A palavra de Francisco para o nosso tempo é não se resignar diante da guerra, da violência e dos conflitos, mas acreditar que o encontro da fé, o encontro com Jesus, pode nos transformar e nos ajudar a atravessar fronteiras. Hoje muitos países erguem muros para rejeitar migrantes. Francisco, ao contrário, derrubou muros e construiu pontes. Esse continua sendo o estilo franciscano.

Fusarelli tem conversado com o cardeal Pizzabala, seu confrade que está atuando em meio às agressões de Israel contra Irã, Líbano e Palestina | Crédito: Corbari

Aqui no Rio Grande do Sul, durante as enchentes, os frades estiveram junto ao povo, participando de diversas ações, caminhando junto com os atingidos e muitas vezes embarrando a barra do hábito na lama. Como o senhor se sente diante desse testemunho?

Eu me sinto muito bem, porque nosso lugar é estar com as pessoas e entre as pessoas – não para resolver todos os problemas, mas para estar presente como irmãos. Penso nos frades na Terra Santa, no Líbano, na Síria, na Ucrânia, no Congo, em Mianmar, lugares que visitei recentemente.

O nosso hábito sempre se suja com essa lama. Eu mesmo vivi, na Itália, a experiência de passar um ano em uma região atingida por um terremoto, com muitas mortes. Estar com as pessoas, não fugir, é um grande sinal – e profundamente franciscano.

Não devemos ter medo, porque a nossa força é a força humilde de Jesus, que não teve poder – e justamente por isso venceu todo poder

Como o senhor acompanha a situação do conflito no Oriente Médio, na Terra Santa? Tem conversado com o cardeal Pizzaballa?

Eu deveria ter ido a Jerusalém há um mês, mas a guerra – inclusive com o Irã – impediu a viagem, pois não há voos. No entanto, permaneço em contato com os frades, com o custódio e com o cardeal Pierbattista Pizzaballa, nosso confrade. Ele nos convida a reconhecer que Deus está presente também entre as ruínas de Gaza, no vazio de Jerusalém, no sofrimento de todos aqueles povos. Deus está presente onde há vazio e dor. Pizzaballa nos oferece essa mensagem forte: permanecer fiéis àquela terra, não fugir.

Para encerrar, qual é o desafio que São Francisco nos deixa hoje?

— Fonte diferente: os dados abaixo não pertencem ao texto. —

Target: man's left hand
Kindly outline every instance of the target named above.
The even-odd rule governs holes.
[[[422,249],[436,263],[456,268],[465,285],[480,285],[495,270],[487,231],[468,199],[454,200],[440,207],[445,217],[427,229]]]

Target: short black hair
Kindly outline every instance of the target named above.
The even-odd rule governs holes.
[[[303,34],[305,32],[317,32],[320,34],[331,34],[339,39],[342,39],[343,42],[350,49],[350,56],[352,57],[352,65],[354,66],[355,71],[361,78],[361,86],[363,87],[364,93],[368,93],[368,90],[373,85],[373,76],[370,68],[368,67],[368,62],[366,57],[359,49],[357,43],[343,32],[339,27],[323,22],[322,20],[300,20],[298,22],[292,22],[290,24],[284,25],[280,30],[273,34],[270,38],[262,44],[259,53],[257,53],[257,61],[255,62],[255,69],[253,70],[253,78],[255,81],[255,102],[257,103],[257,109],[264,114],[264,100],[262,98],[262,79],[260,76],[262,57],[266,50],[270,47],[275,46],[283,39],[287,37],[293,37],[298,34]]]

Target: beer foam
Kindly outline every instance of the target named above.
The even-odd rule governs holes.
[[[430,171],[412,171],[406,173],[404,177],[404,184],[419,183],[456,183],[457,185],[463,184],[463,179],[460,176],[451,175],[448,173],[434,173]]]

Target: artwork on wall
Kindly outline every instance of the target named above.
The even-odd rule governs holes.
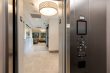
[[[41,38],[46,38],[46,33],[41,33]]]
[[[33,32],[33,38],[39,38],[39,33],[38,32]]]

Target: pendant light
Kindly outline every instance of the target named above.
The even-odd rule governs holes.
[[[58,13],[57,4],[51,1],[45,1],[39,4],[39,11],[42,15],[53,16]]]

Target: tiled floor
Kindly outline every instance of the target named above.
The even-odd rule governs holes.
[[[58,53],[49,53],[44,43],[34,45],[24,56],[24,73],[58,73]]]

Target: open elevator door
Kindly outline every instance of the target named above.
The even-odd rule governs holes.
[[[60,73],[69,73],[70,72],[70,65],[69,65],[69,48],[70,48],[70,24],[69,22],[69,14],[66,14],[68,11],[67,5],[69,4],[69,0],[60,0],[62,1],[62,19],[61,19],[61,25],[60,25],[60,67],[59,71]],[[14,21],[14,73],[22,73],[23,72],[23,32],[20,32],[23,30],[23,22],[21,16],[23,15],[23,0],[13,0],[13,21]],[[68,18],[67,18],[68,17]],[[67,20],[68,19],[68,20]]]
[[[0,0],[0,73],[12,73],[12,0]]]
[[[0,0],[0,73],[6,73],[8,70],[7,15],[7,0]]]

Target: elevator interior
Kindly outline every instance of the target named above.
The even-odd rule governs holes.
[[[0,0],[0,73],[3,73],[5,70],[5,59],[4,51],[5,47],[5,1]],[[22,2],[22,0],[19,0]],[[106,39],[109,39],[109,13],[110,13],[110,1],[109,0],[70,0],[70,15],[67,18],[67,24],[70,24],[70,38],[67,35],[68,39],[71,41],[70,43],[70,73],[109,73],[109,40],[106,43]],[[22,4],[22,3],[21,3]],[[106,5],[108,8],[106,8]],[[107,10],[106,10],[107,9]],[[107,15],[106,15],[107,11]],[[106,28],[106,17],[107,17],[107,28]],[[87,34],[86,35],[78,35],[77,34],[77,21],[85,21],[87,22]],[[81,22],[82,22],[81,21]],[[84,23],[84,25],[86,25]],[[85,27],[84,27],[85,28]],[[107,31],[106,31],[107,29]],[[67,29],[67,34],[69,34],[69,29]],[[106,38],[106,32],[107,37]],[[81,32],[82,33],[82,32]],[[81,37],[82,36],[82,37]],[[81,39],[81,40],[77,40]],[[80,52],[78,47],[82,47],[83,39],[86,40],[86,50]],[[76,44],[79,43],[80,44]],[[22,44],[22,43],[21,43]],[[106,49],[106,44],[108,45],[108,49]],[[21,48],[21,47],[20,47]],[[85,49],[85,48],[84,48]],[[79,50],[79,51],[78,51]],[[107,51],[107,52],[106,52]],[[83,56],[78,56],[80,53],[83,53]],[[86,54],[85,54],[86,53]],[[108,53],[108,54],[107,54]],[[107,56],[107,59],[106,59]],[[67,56],[68,57],[68,56]],[[82,60],[83,57],[83,60]],[[19,58],[20,59],[20,58]],[[107,63],[106,63],[107,60]],[[67,60],[68,61],[68,60]],[[68,64],[69,65],[69,62]],[[19,69],[21,69],[19,67]]]
[[[106,73],[106,1],[67,0],[66,2],[66,10],[69,10],[70,4],[66,23],[71,26],[70,29],[66,29],[66,41],[63,40],[66,42],[66,66],[68,66],[66,71],[69,72],[70,68],[70,73]]]
[[[70,13],[66,14],[70,29],[66,29],[66,41],[63,40],[66,71],[70,68],[70,73],[106,73],[106,0],[67,0],[65,3],[66,10],[70,6]]]

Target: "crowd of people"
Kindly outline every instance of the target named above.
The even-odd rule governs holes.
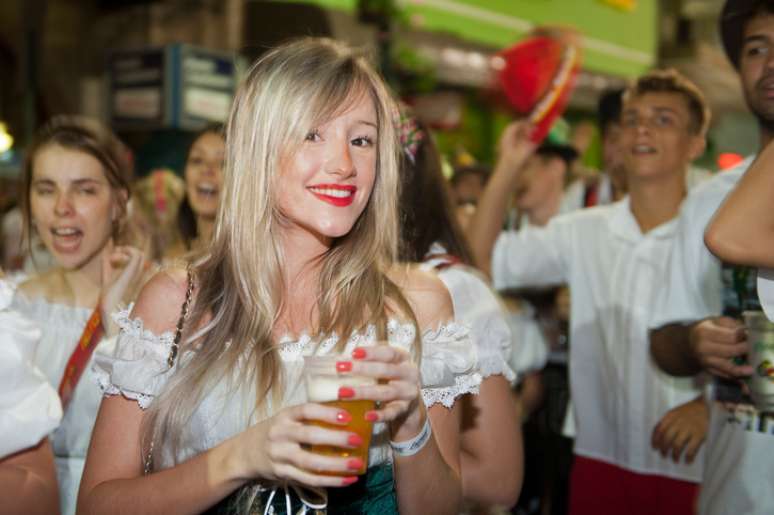
[[[743,321],[774,335],[774,5],[720,29],[761,150],[716,174],[703,93],[653,70],[602,96],[600,173],[516,120],[449,181],[319,38],[262,55],[180,176],[52,118],[3,223],[0,512],[774,512]]]

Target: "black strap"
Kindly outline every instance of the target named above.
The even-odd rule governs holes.
[[[183,306],[180,308],[180,318],[177,319],[177,327],[175,327],[175,338],[172,340],[172,348],[169,351],[169,358],[167,358],[167,364],[170,367],[175,364],[175,359],[180,349],[183,326],[185,325],[185,319],[188,317],[188,309],[191,307],[191,297],[193,296],[194,282],[190,267],[186,272],[188,273],[188,288],[185,291],[185,302],[183,302]]]

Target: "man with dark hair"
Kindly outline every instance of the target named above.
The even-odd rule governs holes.
[[[774,136],[774,2],[727,0],[720,32],[763,147]],[[757,411],[740,384],[752,370],[740,364],[748,347],[739,318],[743,311],[760,310],[756,273],[721,263],[704,244],[707,224],[753,157],[686,200],[651,324],[651,353],[661,368],[675,376],[715,376],[699,500],[703,515],[774,513],[774,415]]]
[[[501,137],[500,161],[468,238],[496,288],[569,285],[576,426],[570,514],[690,513],[706,406],[692,379],[668,378],[651,363],[648,322],[685,173],[704,151],[704,132],[681,91],[635,85],[621,119],[628,196],[558,216],[546,227],[501,232],[507,198],[534,152],[530,127],[515,122]]]
[[[522,166],[514,188],[514,229],[542,227],[554,216],[575,208],[564,202],[572,164],[578,158],[569,137],[569,124],[559,118]]]
[[[593,200],[585,195],[586,206],[609,204],[626,194],[626,173],[623,169],[622,152],[619,147],[621,135],[621,97],[624,90],[612,89],[599,97],[597,123],[602,136],[603,176],[594,190]]]
[[[489,174],[492,173],[490,167],[484,164],[471,164],[459,166],[454,169],[449,184],[451,184],[454,201],[457,206],[478,204],[478,198],[484,191]]]

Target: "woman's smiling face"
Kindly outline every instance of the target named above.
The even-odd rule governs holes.
[[[370,95],[352,95],[340,114],[309,130],[280,165],[277,205],[284,230],[329,244],[365,209],[376,178],[378,120]]]

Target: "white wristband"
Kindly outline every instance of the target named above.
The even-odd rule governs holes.
[[[430,417],[425,417],[425,425],[411,440],[405,440],[403,442],[393,442],[390,440],[390,447],[392,451],[398,456],[413,456],[430,441],[430,437],[433,435],[433,431],[430,428]]]

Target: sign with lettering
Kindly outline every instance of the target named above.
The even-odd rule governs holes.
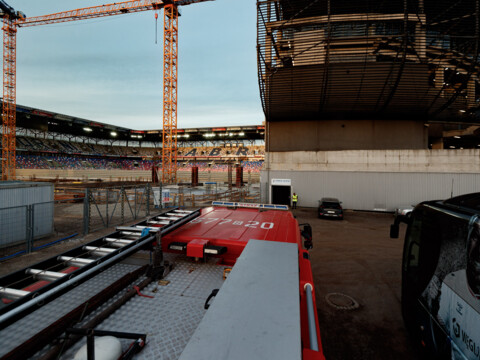
[[[253,220],[248,220],[248,221],[243,221],[243,220],[232,220],[232,219],[220,219],[220,218],[202,218],[202,217],[197,217],[190,221],[191,224],[211,224],[211,223],[216,223],[215,225],[225,225],[225,224],[230,224],[230,225],[236,225],[236,226],[244,226],[247,228],[252,228],[252,229],[265,229],[265,230],[270,230],[273,229],[275,226],[274,223],[272,222],[260,222],[260,221],[253,221]]]
[[[272,179],[272,185],[291,186],[292,179]]]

O desafio é exatamente este. Francisco não encontrou primeiro o crucifixo de São Damião e depois os leprosos. Foi ao abrir os olhos para os leprosos, ao servi-los e ter misericórdia deles, que seus olhos se abriram para Cristo de um modo novo. Quando nos aproximamos dos pobres, quando partilhamos suas vidas, descobrimos que somos pobres com os pobres – e o nosso olhar de fé sobre Jesus Cristo também se transforma e se amplia. Isso é essencial.

Não se trata apenas de justiça social, mas do coração do Evangelho. Quem não olha para os pobres não quer olhar o rosto de Cristo. Sei que essa mensagem não agrada a muitos, inclusive dentro da Igreja, mas este é o Evangelho. Francisco nos recorda isso. E também o Papa, nestes dias, tem nos oferecido uma forte mensagem de paz, sem medo dos poderosos deste mundo. Não devemos ter medo, porque a nossa força é a força humilde de Jesus, que não teve poder – e justamente por isso venceu todo poder.